Once extracted from its histrionic beginnings and detained for public inspection. The exhibition in Lloyd’s universe operates inherently as a site of unfolding, where new information, a new testimony, leaked footage or another document has been published and come into the so-called spotlight. Explicitly interrupting the exhibition as a confidential scene of reproduction through a forensic narrative. In a reviewable setting, Lloyd’s installations become suggestive of detectives recovering evidence from theatrical ruins or material disclosure to solicit leads and public awareness. 

Held hostage with little plea, the gallery succumbs to scenographic apparatuses to besiege and mourn the exhibition form. Engulfed by charcoal-toned curtains that shape private enclosures, subdued stage lighting reveals what otherwise remains in darkness; objects defended by vitrines or velour ropes become an internal affair. While sets, unkneeling to the white cubes’ architectural respects, remain at their full-theatrical-scale, as concealed sounds of audience murmurs or fragments of a show’s score cross-contaminate between objects and artifacts.   

Unearthing this unclassified evidence within the exhibition articulates the work quite inadmissible and illegible due to the proposition of being from the Other Scene, a private conception, so to speak.
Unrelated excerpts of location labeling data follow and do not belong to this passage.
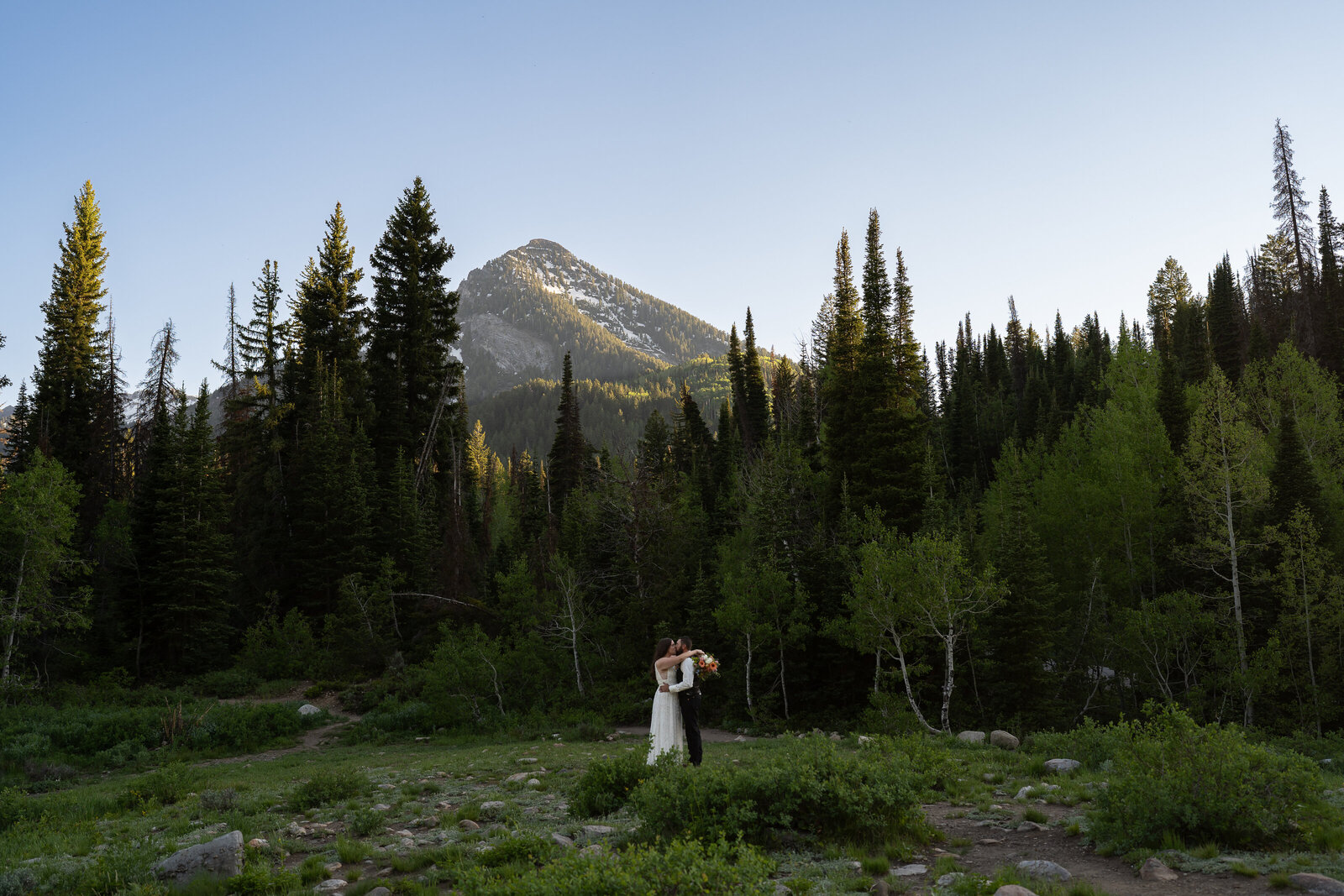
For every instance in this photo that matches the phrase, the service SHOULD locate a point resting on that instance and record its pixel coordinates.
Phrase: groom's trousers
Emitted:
(691, 721)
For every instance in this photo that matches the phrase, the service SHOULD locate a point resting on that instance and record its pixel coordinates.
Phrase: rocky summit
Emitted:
(524, 309)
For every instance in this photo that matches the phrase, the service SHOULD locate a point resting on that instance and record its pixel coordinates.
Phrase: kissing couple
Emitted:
(675, 726)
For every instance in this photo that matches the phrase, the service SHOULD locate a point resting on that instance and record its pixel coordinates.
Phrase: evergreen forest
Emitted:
(1011, 527)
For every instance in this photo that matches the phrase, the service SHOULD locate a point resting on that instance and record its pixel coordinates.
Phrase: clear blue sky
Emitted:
(706, 152)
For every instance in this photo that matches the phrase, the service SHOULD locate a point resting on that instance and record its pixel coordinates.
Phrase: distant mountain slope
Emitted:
(524, 309)
(612, 414)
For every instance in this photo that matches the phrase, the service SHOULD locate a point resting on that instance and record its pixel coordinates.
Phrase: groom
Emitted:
(689, 694)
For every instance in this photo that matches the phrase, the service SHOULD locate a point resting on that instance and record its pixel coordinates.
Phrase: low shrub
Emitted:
(327, 788)
(810, 788)
(680, 867)
(1202, 783)
(606, 786)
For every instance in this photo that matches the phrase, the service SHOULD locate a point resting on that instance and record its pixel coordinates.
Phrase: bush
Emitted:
(327, 788)
(1089, 743)
(1203, 783)
(810, 788)
(606, 786)
(682, 867)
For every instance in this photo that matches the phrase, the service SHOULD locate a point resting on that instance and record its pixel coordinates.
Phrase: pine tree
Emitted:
(414, 324)
(331, 324)
(1331, 285)
(568, 459)
(73, 354)
(1226, 320)
(756, 411)
(1290, 204)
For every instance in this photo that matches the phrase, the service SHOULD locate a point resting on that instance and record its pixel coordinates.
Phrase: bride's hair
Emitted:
(659, 652)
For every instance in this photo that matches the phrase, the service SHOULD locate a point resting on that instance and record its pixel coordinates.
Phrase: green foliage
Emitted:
(1207, 783)
(810, 789)
(679, 867)
(606, 785)
(327, 788)
(279, 647)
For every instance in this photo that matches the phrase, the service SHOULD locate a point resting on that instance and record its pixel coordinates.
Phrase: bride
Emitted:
(665, 731)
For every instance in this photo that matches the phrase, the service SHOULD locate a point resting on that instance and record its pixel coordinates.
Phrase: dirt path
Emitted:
(313, 739)
(994, 846)
(707, 735)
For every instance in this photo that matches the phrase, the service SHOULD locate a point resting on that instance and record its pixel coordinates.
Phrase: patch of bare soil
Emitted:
(312, 739)
(992, 846)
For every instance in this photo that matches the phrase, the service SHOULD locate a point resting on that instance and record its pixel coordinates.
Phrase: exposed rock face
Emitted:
(522, 311)
(219, 857)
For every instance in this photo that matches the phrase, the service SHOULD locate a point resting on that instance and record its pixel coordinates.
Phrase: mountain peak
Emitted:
(521, 313)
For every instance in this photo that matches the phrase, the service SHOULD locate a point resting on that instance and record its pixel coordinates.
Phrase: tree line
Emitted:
(1026, 528)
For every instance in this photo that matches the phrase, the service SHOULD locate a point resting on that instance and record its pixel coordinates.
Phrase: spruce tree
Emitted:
(331, 324)
(73, 349)
(414, 325)
(566, 463)
(1226, 320)
(756, 411)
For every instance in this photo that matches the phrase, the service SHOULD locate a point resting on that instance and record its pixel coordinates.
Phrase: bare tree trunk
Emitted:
(13, 616)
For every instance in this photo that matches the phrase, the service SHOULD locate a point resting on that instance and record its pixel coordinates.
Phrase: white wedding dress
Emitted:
(665, 731)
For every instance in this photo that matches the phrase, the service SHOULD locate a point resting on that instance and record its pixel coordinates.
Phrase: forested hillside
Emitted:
(1012, 526)
(524, 309)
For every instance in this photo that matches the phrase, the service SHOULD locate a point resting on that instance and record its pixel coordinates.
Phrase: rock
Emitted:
(1043, 869)
(1317, 884)
(1155, 869)
(219, 857)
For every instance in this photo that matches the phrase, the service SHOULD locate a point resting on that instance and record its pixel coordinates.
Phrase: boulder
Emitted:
(1317, 884)
(1043, 869)
(219, 857)
(1155, 869)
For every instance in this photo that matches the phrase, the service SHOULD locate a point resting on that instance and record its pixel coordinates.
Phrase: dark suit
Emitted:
(690, 700)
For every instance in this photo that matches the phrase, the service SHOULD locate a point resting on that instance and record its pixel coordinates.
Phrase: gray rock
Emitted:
(1317, 884)
(1043, 869)
(1155, 869)
(219, 857)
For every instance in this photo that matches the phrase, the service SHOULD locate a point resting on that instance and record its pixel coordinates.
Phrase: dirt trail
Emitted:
(992, 848)
(313, 739)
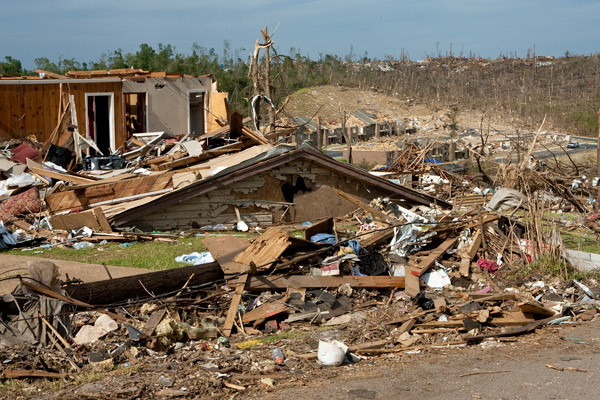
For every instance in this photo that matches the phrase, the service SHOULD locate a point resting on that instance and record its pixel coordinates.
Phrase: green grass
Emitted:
(290, 335)
(581, 241)
(149, 254)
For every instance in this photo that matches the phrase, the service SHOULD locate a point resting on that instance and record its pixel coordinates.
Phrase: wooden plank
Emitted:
(475, 244)
(406, 326)
(357, 347)
(435, 255)
(233, 307)
(51, 293)
(101, 192)
(136, 286)
(359, 203)
(153, 321)
(465, 266)
(323, 226)
(413, 273)
(413, 282)
(376, 237)
(264, 311)
(459, 324)
(28, 373)
(534, 308)
(275, 282)
(265, 249)
(516, 332)
(93, 219)
(224, 249)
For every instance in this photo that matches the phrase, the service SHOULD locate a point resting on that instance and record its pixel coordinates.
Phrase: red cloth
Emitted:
(490, 265)
(22, 203)
(23, 152)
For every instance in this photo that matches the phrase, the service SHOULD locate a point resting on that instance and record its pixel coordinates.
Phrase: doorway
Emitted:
(101, 121)
(135, 113)
(196, 112)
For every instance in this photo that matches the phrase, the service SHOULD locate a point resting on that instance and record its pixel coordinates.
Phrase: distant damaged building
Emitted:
(108, 107)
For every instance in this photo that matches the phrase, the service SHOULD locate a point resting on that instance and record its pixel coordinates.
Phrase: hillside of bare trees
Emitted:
(523, 90)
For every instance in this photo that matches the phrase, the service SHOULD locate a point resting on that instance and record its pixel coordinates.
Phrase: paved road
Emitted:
(498, 370)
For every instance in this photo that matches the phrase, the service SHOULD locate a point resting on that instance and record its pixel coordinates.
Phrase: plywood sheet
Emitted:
(224, 249)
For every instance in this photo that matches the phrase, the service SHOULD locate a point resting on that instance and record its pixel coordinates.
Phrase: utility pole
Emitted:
(348, 137)
(598, 162)
(319, 133)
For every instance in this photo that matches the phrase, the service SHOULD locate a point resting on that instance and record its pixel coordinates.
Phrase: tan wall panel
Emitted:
(32, 109)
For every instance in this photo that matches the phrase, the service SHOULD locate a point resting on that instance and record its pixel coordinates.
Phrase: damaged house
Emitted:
(279, 184)
(110, 106)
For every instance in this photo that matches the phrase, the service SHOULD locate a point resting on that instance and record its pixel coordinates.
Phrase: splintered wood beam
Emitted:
(278, 282)
(357, 202)
(235, 302)
(413, 274)
(159, 282)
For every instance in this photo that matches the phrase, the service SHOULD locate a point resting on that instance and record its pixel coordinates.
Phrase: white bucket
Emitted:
(331, 353)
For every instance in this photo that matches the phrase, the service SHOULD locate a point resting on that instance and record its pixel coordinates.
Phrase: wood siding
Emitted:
(260, 200)
(32, 109)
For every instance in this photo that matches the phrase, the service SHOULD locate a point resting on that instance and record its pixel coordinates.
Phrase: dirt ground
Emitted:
(11, 265)
(510, 370)
(515, 368)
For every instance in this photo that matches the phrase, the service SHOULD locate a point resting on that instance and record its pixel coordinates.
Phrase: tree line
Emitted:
(566, 89)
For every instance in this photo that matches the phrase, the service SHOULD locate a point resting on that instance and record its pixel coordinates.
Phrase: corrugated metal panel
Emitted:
(309, 124)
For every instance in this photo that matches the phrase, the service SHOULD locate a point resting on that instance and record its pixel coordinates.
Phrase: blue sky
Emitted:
(83, 29)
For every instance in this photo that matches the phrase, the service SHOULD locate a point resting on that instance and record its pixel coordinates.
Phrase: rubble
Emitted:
(352, 262)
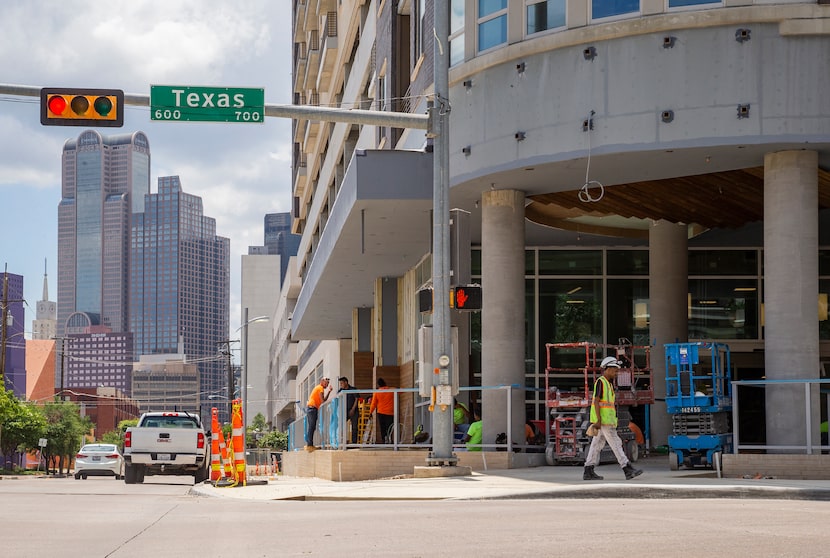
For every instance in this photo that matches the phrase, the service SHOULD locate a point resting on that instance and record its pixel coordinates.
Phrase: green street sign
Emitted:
(206, 104)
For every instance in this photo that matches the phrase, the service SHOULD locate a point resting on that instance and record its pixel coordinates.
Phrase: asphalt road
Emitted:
(102, 517)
Reported as being ripped from its original world and exiled into the exhibition space, Lloyd’s work diverges from being automatically enlightened by the exhibition form and its prescribed public. Maintaining its theatrical spatial separations by not allowing observers to get too close to the artefacts. The work reassures a strange autonomy through disturbing the status between viewers of objects, locating its presence in a spectacle of ambiguous distance, all the while re-attaching itself to another foreign legislation.

As the work’s admittance into public record, into the exhibition, arrives with avowed indications, markings of corruption and unease preservation about its history. Tampered evidence without time periods, absence of biographical information, muted voices, disposed sets, redacted directors and ransom notes,misleading posters, oddly coalesced testimonies, scripts, and contracts intrinsically swells with suspicion that revelatory information has been removed. The question, for whom, out of protection for the sovereign theatre, the unidentifiable director, the subject-actor, or the symbolic/actual audience, remains unclear. 

What is clear is that this trail of ML, wishes to retain a seclusion and dignity by such invalidness and exits. That just enough information can penetrate, that is, soak through, even if for good or ill, it stains. In this regard, once in the jury-eye of the public, Lloyd’s acts can be better understood as cutscenes. Amputated pieces of a play, separated restricted files of internal conflicts and external denials, that, by its disclosure, undercuts, impoverishing the larger case at hand. If indeed there will ever be one to be found.

As the disassociated chain of evidence mounts and perverts. On the stand, the work forges an audience of sleuths into a deadlock over the cause of this incessant (in)subordination, along with its staged unease and false climaxes. But the dissensus this adheres to, denying witnesses complete access and exhibiting only that which corrupts, contempting its narratology. The work ultimately offers an unfamiliar, but intimate expression of how art might prefer to renounce itself towards aesthetic-legislators, the symbolic regime of the gallery, and subsequently art’s constitution.

In the end, Lloyd’s unstraightforward cross-examination is a show-case whose debt isn’t in performing for the white cube or black box, but elsewhere. A suspicious grey-zone, an autonomous locale that is sealed off by curtains, turned away from the world and into an untimely drama. Disquiet, this is where, as observers, Lloyd wants us to wait. That beneath this unescorted portrait of an artist qua dramatist, qua actor, qua art, and back again. The subject-actor, once more, is getting ready to go on stage to commit to the clandestine, expecting their final sentence.